OptumRx Inc., UnitedHealth's PBM unit, acquired Helios on Jan. 15, spokespeople for the companies confirmed Wednesday.
While terms of the deal were not disclosed, Bloomberg reported it could be worth up to $1.7 billion.
Sarah James, a health care equity research analyst at Wedbush Securities Inc. in Los Angeles, said Wednesday that the Helios purchase could help OptumRx and UnitedHealth tap growth in the workers comp sector.
“We believe there is a proven economic benefit in integrating workers compensation with broader health benefits to create a holistic approach for caring for the member,” Ms.
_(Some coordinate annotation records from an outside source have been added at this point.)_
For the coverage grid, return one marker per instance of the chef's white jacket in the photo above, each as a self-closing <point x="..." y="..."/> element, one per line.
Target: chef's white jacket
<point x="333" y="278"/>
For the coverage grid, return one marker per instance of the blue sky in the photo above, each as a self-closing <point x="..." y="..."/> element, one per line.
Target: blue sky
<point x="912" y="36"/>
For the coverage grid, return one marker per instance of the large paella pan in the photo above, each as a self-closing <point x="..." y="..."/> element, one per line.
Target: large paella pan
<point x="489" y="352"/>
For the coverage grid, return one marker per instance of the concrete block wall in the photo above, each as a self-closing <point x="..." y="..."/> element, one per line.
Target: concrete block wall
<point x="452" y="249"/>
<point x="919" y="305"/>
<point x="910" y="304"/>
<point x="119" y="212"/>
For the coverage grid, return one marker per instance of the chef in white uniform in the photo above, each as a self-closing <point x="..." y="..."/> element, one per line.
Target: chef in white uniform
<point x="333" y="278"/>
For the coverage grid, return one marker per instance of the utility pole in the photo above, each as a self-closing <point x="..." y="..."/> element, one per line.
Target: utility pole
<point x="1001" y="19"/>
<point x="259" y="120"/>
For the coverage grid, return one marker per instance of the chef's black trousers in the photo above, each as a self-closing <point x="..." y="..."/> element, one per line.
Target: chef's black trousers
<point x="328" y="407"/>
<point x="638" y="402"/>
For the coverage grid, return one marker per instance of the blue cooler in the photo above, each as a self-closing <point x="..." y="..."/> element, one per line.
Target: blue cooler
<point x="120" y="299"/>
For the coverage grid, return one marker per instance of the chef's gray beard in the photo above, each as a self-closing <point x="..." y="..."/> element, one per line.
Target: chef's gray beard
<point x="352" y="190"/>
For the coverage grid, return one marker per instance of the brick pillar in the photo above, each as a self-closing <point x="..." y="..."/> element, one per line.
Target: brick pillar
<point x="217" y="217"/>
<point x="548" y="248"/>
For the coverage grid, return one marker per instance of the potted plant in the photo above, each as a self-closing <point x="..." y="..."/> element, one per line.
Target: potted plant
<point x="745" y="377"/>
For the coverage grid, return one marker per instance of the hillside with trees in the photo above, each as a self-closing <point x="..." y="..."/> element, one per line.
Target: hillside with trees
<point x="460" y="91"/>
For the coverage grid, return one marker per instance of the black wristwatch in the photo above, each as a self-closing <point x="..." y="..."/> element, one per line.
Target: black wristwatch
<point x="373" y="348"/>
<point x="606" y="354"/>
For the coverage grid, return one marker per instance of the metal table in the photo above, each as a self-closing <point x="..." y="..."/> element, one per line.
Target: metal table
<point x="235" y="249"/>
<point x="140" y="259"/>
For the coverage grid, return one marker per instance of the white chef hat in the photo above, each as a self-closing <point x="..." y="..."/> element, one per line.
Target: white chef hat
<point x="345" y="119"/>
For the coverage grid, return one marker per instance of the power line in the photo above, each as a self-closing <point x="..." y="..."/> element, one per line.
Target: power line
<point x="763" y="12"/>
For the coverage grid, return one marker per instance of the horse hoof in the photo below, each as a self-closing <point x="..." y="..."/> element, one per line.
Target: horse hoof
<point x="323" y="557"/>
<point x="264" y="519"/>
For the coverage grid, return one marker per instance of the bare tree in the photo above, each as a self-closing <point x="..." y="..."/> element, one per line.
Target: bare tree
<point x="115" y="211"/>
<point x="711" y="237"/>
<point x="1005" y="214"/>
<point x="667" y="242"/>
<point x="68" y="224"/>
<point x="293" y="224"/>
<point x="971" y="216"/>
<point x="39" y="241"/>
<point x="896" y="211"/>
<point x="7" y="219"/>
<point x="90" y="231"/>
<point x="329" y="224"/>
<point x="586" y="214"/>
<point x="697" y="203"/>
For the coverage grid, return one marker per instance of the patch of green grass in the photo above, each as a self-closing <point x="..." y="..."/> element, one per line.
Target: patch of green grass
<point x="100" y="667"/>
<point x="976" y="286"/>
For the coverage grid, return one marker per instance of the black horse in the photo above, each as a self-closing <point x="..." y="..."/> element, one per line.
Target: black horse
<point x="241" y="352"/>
James said in an emailed statement to Business Insurance. “We also believe United and other insurers benefit from expanding their PBM product given the projected growth in the specialty pharmaceutical industry.”
A spokeswoman for Memphis, Tennessee-based Helios said Wednesday that Helios' current leadership and account management teams will remain in place after the acquisition.
A spokesman for Minnetonka, Minnesota-based OptumRX said Helios will be folded into Optum's existing workers comp and auto no-fault PBM business.
The deal between OptumRX and Helios adds to both firms' acquisitions.
Last July, OptumRX acquired Catamaran Corp. for $12.8 billion, making OptumRX the third-largest PBM based on prescription volume.
Helios was established effective August 2014 following the merger of two workers comp PBMs, Progressive Medical Inc. and PMSI Inc.
Despite heavy losses in its public health insurance exchange business, UnitedHealth Group Inc. reported double-digit revenue growth for the fourth quarter on Tuesday, boosted by strong results in its pharmacy benefit management unit.